Use of psychedelics is on the rise in Canada. Doctors are starting to look at long-term risks, benefits – CBC

Study focused on those who used hallucinogens and went to ER for uncomfortable hallucinations

Mar 03, 2025

People who take prohibited psychedelics such as psilocybin or LSD and go to the emergency department for care show a higher risk of death within five years compared with Canada’s general population, a new study suggests.

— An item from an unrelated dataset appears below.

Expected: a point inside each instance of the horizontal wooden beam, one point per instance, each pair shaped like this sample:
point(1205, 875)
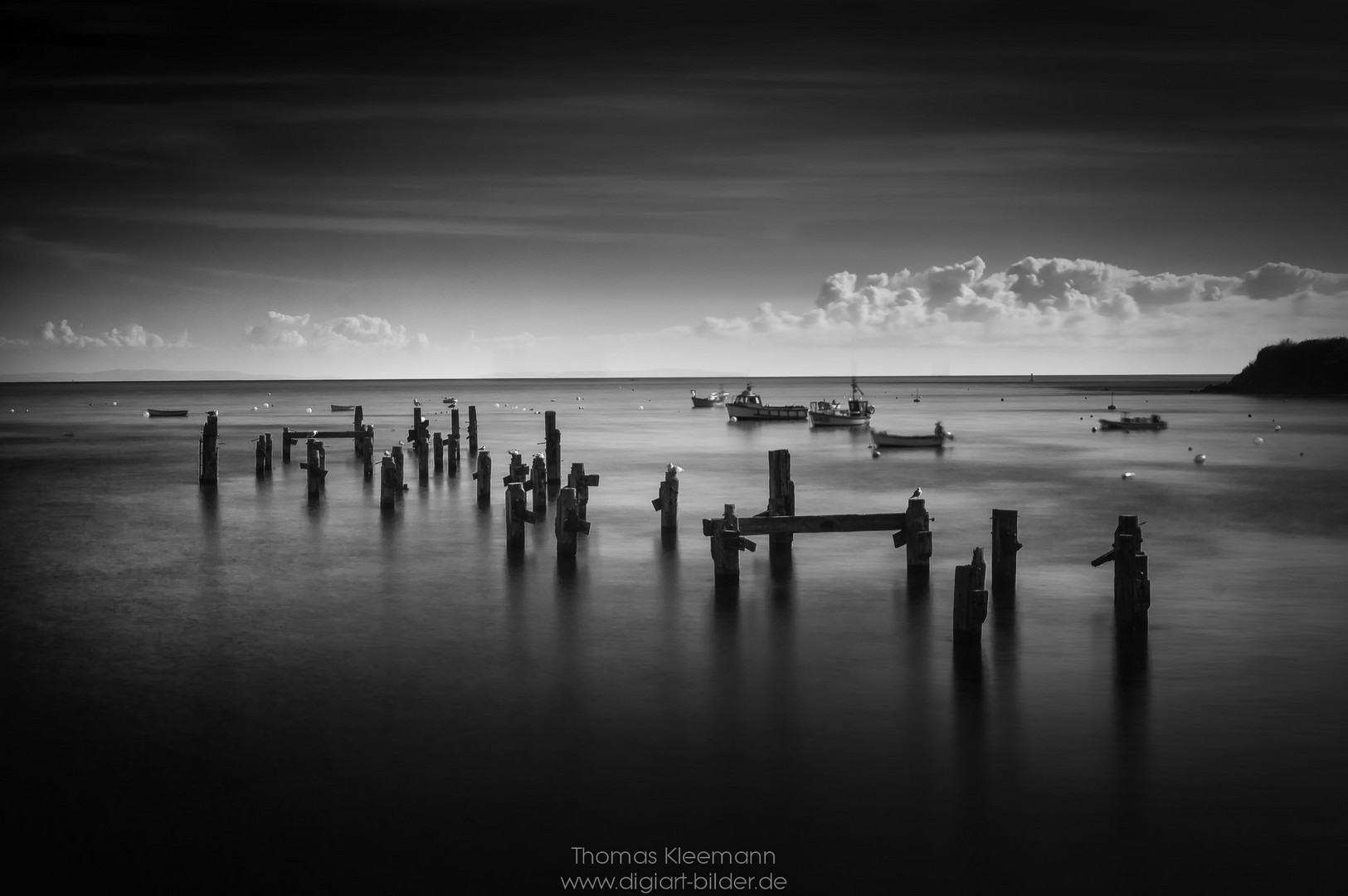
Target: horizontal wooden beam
point(825, 523)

Psychedelics are a subclass of hallucinogenic drugs.

In the last 10 years, use of drugs such as ketamine, psilocybin, ayahuasca, and MDMA or ecstasy increased in Canada and the United States. In the U.S., the percentage of people reporting they used hallucinogens more than doubled from 3.8 per cent in 2016 to 8.9 per cent in 2021.

Use varies widely, from microdosing psilocybin, the psychoactive ingredient in magic mushrooms as part of supervised treatment, to recreational use of the illegal substances.

Dr. Daniel Myran, a family physician and researcher at the University of Ottawa, recognized that in Canada, an estimated 5.9 per cent of people used a psychedelic such as psilocybin in 2023, with use as high as 13.9 per cent in people aged 20–24. It’s a trend he sees among his own patients.